ページタイトル:ハコジムトレーナーインタビュー記事

24時間営業の個室ジム「ハコジム」のHPに掲載されたスタッフインタビュー。トレーナーになるまでの経緯、仕事に対する思い、実体験などが親しみやすい口調で語られ、施設のアットホームな雰囲気が、読者にも間接的に伝わってくる記事。

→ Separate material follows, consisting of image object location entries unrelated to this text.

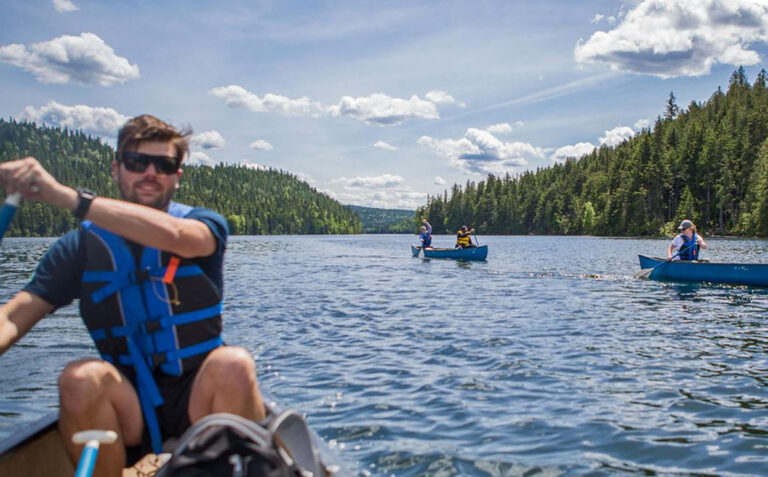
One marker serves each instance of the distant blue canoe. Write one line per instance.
(474, 253)
(752, 274)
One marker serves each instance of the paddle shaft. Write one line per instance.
(87, 459)
(7, 212)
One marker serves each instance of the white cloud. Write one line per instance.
(441, 97)
(376, 182)
(253, 165)
(236, 96)
(612, 137)
(616, 136)
(377, 109)
(600, 17)
(574, 151)
(382, 198)
(64, 6)
(384, 145)
(640, 124)
(83, 59)
(95, 120)
(200, 159)
(481, 152)
(382, 110)
(500, 128)
(209, 140)
(669, 38)
(261, 145)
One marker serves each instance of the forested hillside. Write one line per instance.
(385, 221)
(253, 201)
(708, 162)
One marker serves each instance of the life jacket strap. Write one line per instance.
(152, 326)
(116, 281)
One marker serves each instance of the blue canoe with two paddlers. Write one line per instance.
(751, 274)
(472, 253)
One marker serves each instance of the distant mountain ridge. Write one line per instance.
(254, 202)
(385, 221)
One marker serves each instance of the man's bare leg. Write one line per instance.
(227, 382)
(94, 395)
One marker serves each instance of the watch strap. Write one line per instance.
(84, 199)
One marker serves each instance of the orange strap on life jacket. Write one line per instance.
(170, 271)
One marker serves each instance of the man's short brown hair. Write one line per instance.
(149, 128)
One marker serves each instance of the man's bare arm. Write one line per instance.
(187, 238)
(19, 315)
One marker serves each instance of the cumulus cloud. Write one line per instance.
(404, 198)
(481, 152)
(252, 165)
(95, 120)
(376, 109)
(573, 151)
(669, 38)
(616, 136)
(377, 182)
(261, 145)
(441, 97)
(209, 140)
(384, 145)
(236, 96)
(200, 159)
(640, 124)
(611, 137)
(382, 110)
(500, 128)
(64, 6)
(83, 59)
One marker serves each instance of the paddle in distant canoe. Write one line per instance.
(472, 253)
(752, 274)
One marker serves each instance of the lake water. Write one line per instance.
(548, 359)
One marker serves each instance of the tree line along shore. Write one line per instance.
(707, 162)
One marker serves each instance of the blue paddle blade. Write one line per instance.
(6, 213)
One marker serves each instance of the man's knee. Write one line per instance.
(231, 366)
(83, 382)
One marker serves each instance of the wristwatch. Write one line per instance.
(85, 197)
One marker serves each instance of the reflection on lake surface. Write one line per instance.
(548, 359)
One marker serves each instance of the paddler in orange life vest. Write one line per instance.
(425, 234)
(464, 237)
(148, 275)
(687, 244)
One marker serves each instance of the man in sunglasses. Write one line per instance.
(148, 274)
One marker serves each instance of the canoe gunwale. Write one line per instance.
(741, 274)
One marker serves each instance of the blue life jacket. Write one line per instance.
(156, 312)
(690, 249)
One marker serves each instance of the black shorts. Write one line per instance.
(172, 414)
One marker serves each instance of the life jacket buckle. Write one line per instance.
(151, 326)
(157, 359)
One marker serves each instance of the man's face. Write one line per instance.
(150, 187)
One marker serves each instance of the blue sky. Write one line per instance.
(377, 103)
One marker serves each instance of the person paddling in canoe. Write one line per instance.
(425, 234)
(686, 245)
(148, 274)
(464, 237)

スポーツインストラクター 玉代勢 翔さんのインタビュー記事

ページタイトル:教育関連産業 WorkingStyle スポーツインストラクター玉代勢 翔さん

高校生に向けて沖縄の産業・仕事を紹介するメディア【COMPASS】に掲載。県内のスポーツクラブに勤める玉代勢さんの記事。シンプルな記事構成で、学生が知りたい内容をしっかりと網羅している。読みやすい配置と読者の目を引くページデザインも魅力。

まとめ

スポーツ関連の仕事に従事するプロフェッショナルたちは、プロスポーツ選手やアスリートだけではなく、一般の人々にとっても意外と身近な存在です。
スポーツやフィットネスは、心身を健康に保つために重要なファクターのひとつ。
高齢化や健康志向の高まりを受けて、スポーツの専門家への需要は今後ますます上がっていくでしょう。

スポーツ関連の仕事に就きたい方、スポーツやフィットネスを安心して楽しみたい方、スポーツ・フィットネス業界に貢献する同業者の方々など、さまざまな読者に有益な情報を提供できるように、この記事を取材の参考にしてみてくださいね。